Diabetes is considered a proven a risk factor for heart disease. The glucose concentration is increased and the degree of increase is an indicator of how well the person is managing to control it (‘metabolic control’), for example by controlling sugar uptake. The shortening velocity is an indicator of cardiac function. It is increased in diabetic persons and believed to be a risk factor for heart valve function impairment.
A question of interest here is if better metabolic control - as shown by lower (more normal) blood glucose level - is associated with lower (more normal) shortening velocity. The interest was in testing, if there is a relation between these two physiologial quantities. If so, it would suggest that a diabetic person that can keep its glucose low might have less risk of suffering later from heart diseases.
library(ISwR)
data(thuesen)
We can start by looking at the data: (You would not want to do this for very large data sets!)
thuesen
There are several ways to access the individual variables in thuesen:
- We could use the $ operator: ‘name of the data - $ - name of the variable’:
thuesen$short.velocity
thuesen$blood.glucose
- Or we could use the subset operator [ to select individual columns by name or by position:
thuesen[,"blood.glucose"]
thuesen[,2]
- Or we could attach the data and just refer to the variables by their names:
attach(thuesen)
short.velocity
blood.glucose
- This is still a lot of typing! We could assign the variables to new ones with shorter names:
sv <- thuesen$short.velocity
bg <- thuesen$blood.glucose
Get some univariate summaries
summary(thuesen)
If you are interested in knowing just the means, you can use the function colMeans(thuesen).
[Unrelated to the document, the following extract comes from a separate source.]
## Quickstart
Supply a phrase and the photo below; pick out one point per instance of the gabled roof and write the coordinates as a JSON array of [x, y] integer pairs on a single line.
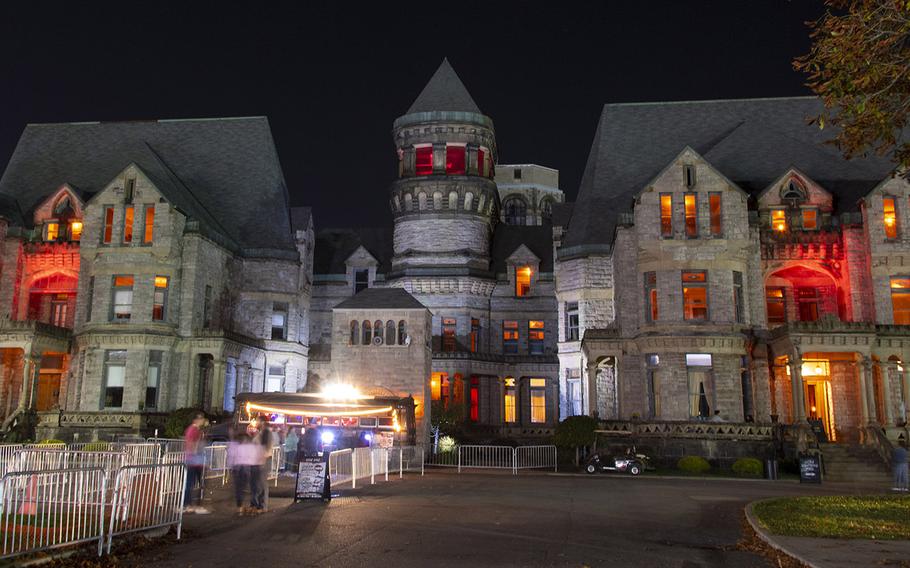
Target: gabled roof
[[444, 92], [223, 172], [381, 299], [751, 141]]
You might have noticed that one of the observations was ‘NA’ (i.e. Not Available). In case you did not notice this, it will be signaled to you if you use certain functions on the data (e.g. mean, sd). You must specify that you want the observations with NA values removed:
colMeans(thuesen, na.rm=TRUE)
Look at a bivariate summary If you type:
cor(thuesen)
you will get an error: Error in cor(thuesen) : missing observations in cov/cor. [You will have seen a similar message above when calculating the means.] This is because of the missing value. We can learn which argument to set in cor to decide how to handle the missing values, by using the help facility ‘?’ to ask for the documentation for this function. Here we use the ‘use’ argument to exclude those observations that have one or more missing values from the calculation of the correlation.
?cor
round( cor(thuesen, use="complete.obs"), 4)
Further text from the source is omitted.